9.1 If, according to the content of the contract, the seller is obliged to process the goods according to specific customer requirements in addition to delivering the goods, the customer must provide the seller with all content required for processing, such as texts, images, or graphics, in the file formats, formatting, image and file sizes specified by the seller, and grant the necessary usage rights. The customer is solely responsible for obtaining and acquiring rights to these contents. The customer declares and assumes responsibility for having the right to use the content provided to the seller. In particular, the customer must ensure that no third-party rights are infringed, especially copyright, trademark, and personal rights.

9.2 The customer shall indemnify the seller against claims from third parties that may be asserted against the seller in connection with an infringement of their rights through the contractual use of the customer's content by the seller. The customer shall also bear the necessary costs of legal defense, including all statutory court and attorney fees. This does not apply if the customer is not responsible for the infringement. In the event of a claim by third parties, the customer is obliged to provide the seller immediately, truthfully, and fully with all information required for the examination of the claims and for defense.
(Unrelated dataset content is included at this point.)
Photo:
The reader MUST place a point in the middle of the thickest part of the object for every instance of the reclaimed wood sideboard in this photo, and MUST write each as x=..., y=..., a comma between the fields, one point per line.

9.3 The seller reserves the right to refuse processing orders if the content provided by the customer violates legal or official prohibitions or offends against decency. This applies especially in the case of content that is anti-constitutional, racist, xenophobic, discriminatory, offensive, endangers youth, and/or glorifies violence.

10) Applicable law

All legal relationships between the parties are governed by the law of the Federal Republic of Germany, excluding the laws on the international sale of movable goods. For consumers, this choice of law applies only to the extent that the protection granted by mandatory provisions of the law of the state in which the consumer has their habitual residence is not withdrawn.

11) Alternative dispute resolution

The seller is neither obliged nor willing to participate in a dispute resolution procedure before a consumer arbitration board.